A young Japanese Red Maple casts her blue shadow upon white snow. Trees paint in shadow, each work a self-portrait laid over the Earth’s seasonal canvas.
Hawk and Sparrow —
along the fallow edge they flew,
with wings and talons slicing
that perimeter unseen.
A dance of opposition —
capture and escape;
Unison of hearts intent
and beating.
Flash of yellow,
thrust of taloned legs —
Sparrow cries alarm.
Wings meshing,
beating earth and air.
Confusion of color —
ivory, woodland rusts and browns.
But Hawk cannot extract his prize,
cannot pull it under, out, and up
and lift away in flight.
Release is unexpected —
talons unclutch and liberate;
Sparrow streaks to ruffled safety
within the bristle of nearby hedge.
Beyond separating glass —
among fenced and netted stones
of slumbering, tongueless garden —
Nature’s urgent tug and pull
unfolds,
and I am Witness.
— C.Birde
Blizzard sifts and swirls without, accumulating insistent inches. Pressing up against the windows’ panes, collected snow peers inside. We are fortunate of our warmth.

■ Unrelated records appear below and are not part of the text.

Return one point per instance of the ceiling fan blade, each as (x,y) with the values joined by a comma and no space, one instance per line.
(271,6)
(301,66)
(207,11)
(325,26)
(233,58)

The Sweetgum’s cache of seed pods are heaped upon the earth in offering. Each burlike sphere contains two small seeds. Each seed retains the bright green, star-leafed memory of its parent, and all of its potential.
For weeks,
the hearth was stoked
and fed.
Now,
two brands withdrawn
and lead
away
to light their
separate paths.
Cold absence
and quiet.
Wait —
patient breath upon the coals
till the embers
stir again
to flame.
— C.Birde
In Greenwood Cemetery, the White Ash lifts sinuous limbs, etching the flattened plate of January sky.
Particled lines of light
glance through the kitchen window;
drone of radio,
and dishwasher’s chant;
unsettled kettle, so near to boil;
the knife in my hand
that snicks through kale,
ribboning leaves —
Each entwines and elevates
the sense of expectation —
They gather on the side steps,
forty-five minutes late or
two seasons early,
bearing creation and song…
Fluid time slides around me,
eddying forward and back,
and I stand motionless,
sharply aware of the slim line
separating premonition
from memory.
— C.Birde
The Sycamore’s distinctive and mottled skin is beautifully revealed once its leaves have drifted free. Often, I walk past this tree and its siblings, and have seen the trio clothed in Spring’s green and festooned with compact pom-pom seedpods. In Summer, they shed like snakes, curled sheaths of bark accumulating in the grass at their feet. But I think they might be most striking when plucked bare by Winter’s touch.
Without,
the birds flit and huddle
amongst silvered branches;
squirrels are plushly bundled
against the dipping cold;
thickened shadows stretch
and recline,
obedient to the sun’s lowered,
glancing angle —
All is blanched of color,
rinsed in flinty tones.
But within these walls
for a moment —
for a breath —
the ceiling is stroked with color;
a smooth field of white strung
with jeweled notes
as narrow rays strike
that small drop of faceted glass,
and pass
through myriad polished faces —
Bending,
refracting,
brightening.
— C.Birde, 1/16
Soft moss and rosettes of lichen embroider the pebbled bark of this young dogwood.